Il pesce: perchè fa così bene?

Il pesce

Perchè il pesce fa così bene alla nostra salute? Cosa contiene? Che differenza c’è tra i vari tipi di pesce? Quando consumarlo? In questo articolo cercheremo di analizzare le proprietà del pesce, uno degli alimenti più nutrienti per l’esere umano.

Pesce: cosa contiene?

Il pesce è un superalimento, contiene proteine di alto valore biologico, grassi buoni, vitamine A, D, E, K, sali minerali tra cui iodio, calcio e fluoro e fosforo.

Le percentuali dei vari elementi variano in funzione di molti fattori quali la specie, l’età il sesso, ecc. I pesci di acqua dolce ad esempio contengono maggiori quantità di magnesio e potassio, mentre quelli di acqua salata hanno delle percentuali più elevate di iodio e fosforo.

Alcune tipologie di pesce contengono anche la vitamina C, come ad esempio salmone fresco o sardine.

Il pesce fa bene?

Il fosforo contenuto nel pesce, legandosi ai grassi, forma dei grassi compessi (i cosiddetti fosfolipidi) che stimolano le attività celebrali.

Molti studi scientifici hanno dimostrato che alcuni grassi presenti nel pesce (soprattutto quello di mare) aiutano a curare e prevenire le malattie cardiovascolari e l’articolari.

In commercio è possibile trovare pillole di questi “oli di pesce” che migliorano in maniera significativa lo stato di salute generale oltre a risolvere alcuni problemi specifici.

I vari tipi di pesce

Se analizzati secondo i loro valori nutrizionali, i pesci si dividono in tre tipologie principali:

  • Magri: merluzzo, calamaro, acciuga, sogliola, scampo, cernia, seppia, orata, luccio, tutti i mollusci e crostacei;
  • Semigrassi: sardine, tonno, dentice, trota, pesce spada, carpa, cefalo, triglia;
  • Grassi: salmone, sgombro, anguille di mare o di fiume, aringa, capitone.

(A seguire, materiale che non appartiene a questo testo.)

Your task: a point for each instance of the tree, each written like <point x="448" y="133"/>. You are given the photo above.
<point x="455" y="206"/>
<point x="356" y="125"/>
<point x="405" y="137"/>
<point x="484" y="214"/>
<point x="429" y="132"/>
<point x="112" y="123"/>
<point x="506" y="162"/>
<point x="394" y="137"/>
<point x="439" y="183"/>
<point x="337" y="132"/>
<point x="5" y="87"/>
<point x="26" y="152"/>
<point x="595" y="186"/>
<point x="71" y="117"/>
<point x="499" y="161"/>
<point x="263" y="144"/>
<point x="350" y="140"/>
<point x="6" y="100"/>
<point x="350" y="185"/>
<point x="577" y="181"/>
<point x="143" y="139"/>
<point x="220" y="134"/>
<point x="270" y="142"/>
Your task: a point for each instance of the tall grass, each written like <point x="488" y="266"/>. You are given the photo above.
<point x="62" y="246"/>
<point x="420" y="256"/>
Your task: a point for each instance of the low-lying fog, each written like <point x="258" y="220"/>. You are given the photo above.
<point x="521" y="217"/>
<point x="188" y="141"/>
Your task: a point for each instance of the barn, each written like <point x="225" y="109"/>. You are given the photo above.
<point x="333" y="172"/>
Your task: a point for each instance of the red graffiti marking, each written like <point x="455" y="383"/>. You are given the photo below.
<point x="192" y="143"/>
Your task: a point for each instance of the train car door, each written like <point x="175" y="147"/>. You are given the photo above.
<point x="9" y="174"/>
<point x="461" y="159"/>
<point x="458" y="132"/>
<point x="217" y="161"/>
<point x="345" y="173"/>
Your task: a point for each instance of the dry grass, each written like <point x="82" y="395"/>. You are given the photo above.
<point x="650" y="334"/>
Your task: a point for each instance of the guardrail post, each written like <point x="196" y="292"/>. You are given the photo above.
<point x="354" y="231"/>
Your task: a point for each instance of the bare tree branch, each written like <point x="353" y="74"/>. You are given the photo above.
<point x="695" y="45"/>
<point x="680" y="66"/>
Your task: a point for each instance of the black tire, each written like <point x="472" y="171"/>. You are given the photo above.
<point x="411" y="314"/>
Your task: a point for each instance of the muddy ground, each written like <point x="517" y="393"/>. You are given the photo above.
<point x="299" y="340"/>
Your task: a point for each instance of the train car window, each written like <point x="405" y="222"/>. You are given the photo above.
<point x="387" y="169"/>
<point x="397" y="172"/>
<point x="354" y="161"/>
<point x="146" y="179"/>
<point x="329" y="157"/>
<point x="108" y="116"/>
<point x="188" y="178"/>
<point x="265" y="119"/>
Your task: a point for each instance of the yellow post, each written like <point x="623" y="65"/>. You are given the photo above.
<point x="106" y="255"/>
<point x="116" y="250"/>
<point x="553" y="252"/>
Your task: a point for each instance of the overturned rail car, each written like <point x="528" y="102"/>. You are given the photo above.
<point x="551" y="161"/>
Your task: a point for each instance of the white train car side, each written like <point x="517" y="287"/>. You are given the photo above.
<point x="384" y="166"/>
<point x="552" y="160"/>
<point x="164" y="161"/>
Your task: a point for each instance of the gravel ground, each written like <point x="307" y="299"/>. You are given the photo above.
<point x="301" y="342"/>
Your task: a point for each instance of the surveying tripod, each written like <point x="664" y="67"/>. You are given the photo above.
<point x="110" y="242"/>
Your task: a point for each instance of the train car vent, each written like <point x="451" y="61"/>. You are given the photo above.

Pesce quando e come consumarlo?

Il pesce grasso è molto meno digeribile del pesce magro, infatti la carne di quest’ultimo contiene pochissimo tessuto connettivo e quindi è più facile da masticare perchè più friabile. Il pesce magro, proprio grazie a questa caratteristica, è particolarmente consigliato per i convalescenti, i bambini e gli anziani.

È possibile cucinare il pesce a vapore, al forno, al cartoccio ed in molti altri modi più o meno salutari. Il pesce fritto ad esempio è più difficile da digerire, mentre il pesce in brodo è molto meno nutriente dato che durante la cottura si perdono molti elementi nutritivi: vitamine, sali minerali e proteine idrosolubili.

Come riconoscere il pesce fresco?

Uno dei requisiti fondamentali per essere sicuri che il pesce sia buono e nutriente è quello di scegliere solo pesce fresco.

Valutarne la freschezza a primo impatto non è sempre facile se non si è esperti. Il pesce fresco è molto elastico e la pelle è tesa, inoltre ha le scaglie lucenti e l’occhio chiaro e brillante (un pò sporgente). Infine bisogna ricordare che il pesce fresco profuma di mare!